Emma Stone crève l’écran en Cruella et je suis tenté de dire que c’est sa meilleure performance : tantôt douce en Estella, tantôt folle en Cruella, elle varie son acting quand il le faut. Avec elle, Horace et Jasper sont plus intéressants que dans le dessin animé : Horace est un bon comic-relief et Jasper s’avère être très attachant et empathique. Evidemment, Emma Thompson est convaincante en Baronne, qui me fait penser à Miranda Presley, mais en pire.
Après "Moi, Tonya", Craig Gillespie fait encore plus fort car non seulement il complexifie une antagoniste, mais il offre aussi des idées de mises-en-scène plus sympa à voir. On retrouve son style dans les plans-séquences traversant les décors et des ralentis pour sublimer. La direction artistique est réussie entre les costumes dignes d’un grand tailleur et les décors de la Baronne mélangeant le noir et le blanc. Si 2-3 effets numériques sont visibles, ça reste avant tout agréable à voir. La musique est tout aussi réussie : les compositions originales racontent le film et les musiques externes collent à la folie de Cruella et certains titres me restent en tête.

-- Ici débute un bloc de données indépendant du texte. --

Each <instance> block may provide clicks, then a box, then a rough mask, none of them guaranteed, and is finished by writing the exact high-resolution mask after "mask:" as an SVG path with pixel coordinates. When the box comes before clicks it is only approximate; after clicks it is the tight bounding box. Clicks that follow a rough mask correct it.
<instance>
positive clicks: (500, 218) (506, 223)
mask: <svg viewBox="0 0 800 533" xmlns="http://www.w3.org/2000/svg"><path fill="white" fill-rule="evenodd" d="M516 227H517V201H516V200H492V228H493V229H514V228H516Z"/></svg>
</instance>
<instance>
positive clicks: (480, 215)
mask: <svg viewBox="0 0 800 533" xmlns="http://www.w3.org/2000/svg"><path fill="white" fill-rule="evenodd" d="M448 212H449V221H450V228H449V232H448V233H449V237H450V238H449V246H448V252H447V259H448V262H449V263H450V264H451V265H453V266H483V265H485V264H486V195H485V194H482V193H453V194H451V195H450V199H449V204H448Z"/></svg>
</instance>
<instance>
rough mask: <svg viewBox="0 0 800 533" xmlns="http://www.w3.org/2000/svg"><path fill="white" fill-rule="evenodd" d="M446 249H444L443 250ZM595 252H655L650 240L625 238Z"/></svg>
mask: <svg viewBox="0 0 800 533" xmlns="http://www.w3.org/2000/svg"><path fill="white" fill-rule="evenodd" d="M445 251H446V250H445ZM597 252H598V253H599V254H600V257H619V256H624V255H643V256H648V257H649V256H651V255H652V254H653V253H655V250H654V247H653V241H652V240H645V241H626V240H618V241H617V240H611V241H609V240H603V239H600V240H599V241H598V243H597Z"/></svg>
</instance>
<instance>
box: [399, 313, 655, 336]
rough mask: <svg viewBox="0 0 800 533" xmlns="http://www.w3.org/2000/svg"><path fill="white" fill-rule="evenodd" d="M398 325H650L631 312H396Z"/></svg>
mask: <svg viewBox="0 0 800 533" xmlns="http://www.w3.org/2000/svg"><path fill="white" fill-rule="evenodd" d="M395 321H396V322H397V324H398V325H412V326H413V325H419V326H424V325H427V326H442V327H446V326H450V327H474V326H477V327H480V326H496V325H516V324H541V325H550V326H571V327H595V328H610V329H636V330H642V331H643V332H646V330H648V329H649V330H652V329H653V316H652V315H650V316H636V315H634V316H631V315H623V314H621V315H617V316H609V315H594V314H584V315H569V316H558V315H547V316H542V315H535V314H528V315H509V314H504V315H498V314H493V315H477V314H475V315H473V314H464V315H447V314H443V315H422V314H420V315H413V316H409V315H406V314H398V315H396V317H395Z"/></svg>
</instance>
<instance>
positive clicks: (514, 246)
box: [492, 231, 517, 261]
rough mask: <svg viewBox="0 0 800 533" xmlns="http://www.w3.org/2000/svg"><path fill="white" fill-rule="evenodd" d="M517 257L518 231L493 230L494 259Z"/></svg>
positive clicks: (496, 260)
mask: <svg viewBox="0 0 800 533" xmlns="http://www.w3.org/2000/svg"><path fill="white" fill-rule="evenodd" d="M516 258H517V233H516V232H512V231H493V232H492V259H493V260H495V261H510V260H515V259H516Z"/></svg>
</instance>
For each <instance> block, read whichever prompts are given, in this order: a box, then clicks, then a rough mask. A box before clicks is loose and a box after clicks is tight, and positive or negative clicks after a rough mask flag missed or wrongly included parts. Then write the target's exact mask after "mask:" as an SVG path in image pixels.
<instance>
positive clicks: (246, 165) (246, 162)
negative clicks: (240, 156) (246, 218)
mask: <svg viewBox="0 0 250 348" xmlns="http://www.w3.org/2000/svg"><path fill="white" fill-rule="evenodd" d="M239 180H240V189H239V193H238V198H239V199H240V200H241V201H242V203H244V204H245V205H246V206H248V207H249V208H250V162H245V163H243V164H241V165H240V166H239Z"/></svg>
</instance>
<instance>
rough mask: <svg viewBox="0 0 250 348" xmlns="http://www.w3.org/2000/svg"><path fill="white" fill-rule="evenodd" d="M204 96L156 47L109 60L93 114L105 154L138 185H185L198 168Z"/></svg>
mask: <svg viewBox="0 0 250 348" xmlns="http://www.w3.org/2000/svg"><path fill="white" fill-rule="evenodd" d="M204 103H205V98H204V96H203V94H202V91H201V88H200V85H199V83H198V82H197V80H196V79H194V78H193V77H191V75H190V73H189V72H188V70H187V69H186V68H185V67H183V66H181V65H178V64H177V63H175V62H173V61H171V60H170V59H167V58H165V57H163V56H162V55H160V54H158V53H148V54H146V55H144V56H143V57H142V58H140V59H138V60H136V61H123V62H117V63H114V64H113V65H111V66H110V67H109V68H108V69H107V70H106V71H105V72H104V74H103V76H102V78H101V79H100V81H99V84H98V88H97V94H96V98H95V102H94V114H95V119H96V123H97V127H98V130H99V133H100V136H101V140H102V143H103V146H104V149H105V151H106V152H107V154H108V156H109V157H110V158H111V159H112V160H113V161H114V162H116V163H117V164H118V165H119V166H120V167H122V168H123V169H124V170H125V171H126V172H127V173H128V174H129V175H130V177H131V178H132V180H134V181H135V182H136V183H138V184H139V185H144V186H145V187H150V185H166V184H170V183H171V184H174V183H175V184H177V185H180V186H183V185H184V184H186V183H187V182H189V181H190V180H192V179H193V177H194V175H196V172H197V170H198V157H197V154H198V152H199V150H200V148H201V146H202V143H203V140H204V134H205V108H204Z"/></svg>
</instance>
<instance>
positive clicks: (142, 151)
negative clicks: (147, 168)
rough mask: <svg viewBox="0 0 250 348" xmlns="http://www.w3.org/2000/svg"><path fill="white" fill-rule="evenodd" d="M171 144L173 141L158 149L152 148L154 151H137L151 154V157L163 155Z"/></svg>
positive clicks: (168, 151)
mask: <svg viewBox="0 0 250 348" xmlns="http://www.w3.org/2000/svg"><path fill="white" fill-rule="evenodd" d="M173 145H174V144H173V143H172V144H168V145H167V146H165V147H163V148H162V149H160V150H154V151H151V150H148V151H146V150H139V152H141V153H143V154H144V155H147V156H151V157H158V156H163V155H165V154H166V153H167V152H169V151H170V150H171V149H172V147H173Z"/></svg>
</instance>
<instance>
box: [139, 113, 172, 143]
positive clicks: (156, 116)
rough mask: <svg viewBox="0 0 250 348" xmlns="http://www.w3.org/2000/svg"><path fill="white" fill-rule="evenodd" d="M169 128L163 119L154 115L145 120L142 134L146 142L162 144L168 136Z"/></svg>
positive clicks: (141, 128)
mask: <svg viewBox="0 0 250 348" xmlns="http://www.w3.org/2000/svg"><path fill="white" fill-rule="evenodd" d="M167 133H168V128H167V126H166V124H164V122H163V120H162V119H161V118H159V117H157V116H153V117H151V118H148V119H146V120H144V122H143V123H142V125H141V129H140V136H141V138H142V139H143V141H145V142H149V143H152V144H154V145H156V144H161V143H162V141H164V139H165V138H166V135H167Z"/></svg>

De tous les adaptations live de Disney que j’ai vues, "Cruella" est de loin la meilleure et une des meilleures réalisations de l’écurie. Je le répète mais une méchante culte est rendue plus complexe et attachante et on comprend ainsi mieux ses motivations. Le film est riche en surprise, le casting est impeccable, l’ambiance année 60 est immersive et je suis loin d’être déçu. Avec "Moi, Tonya", C. Gillespie a su prouver qu’il sait complexifier des personnages féminins cultes, plus qu’à attendre son prochain "Supergirl", pour retrouver cette fameuse formule.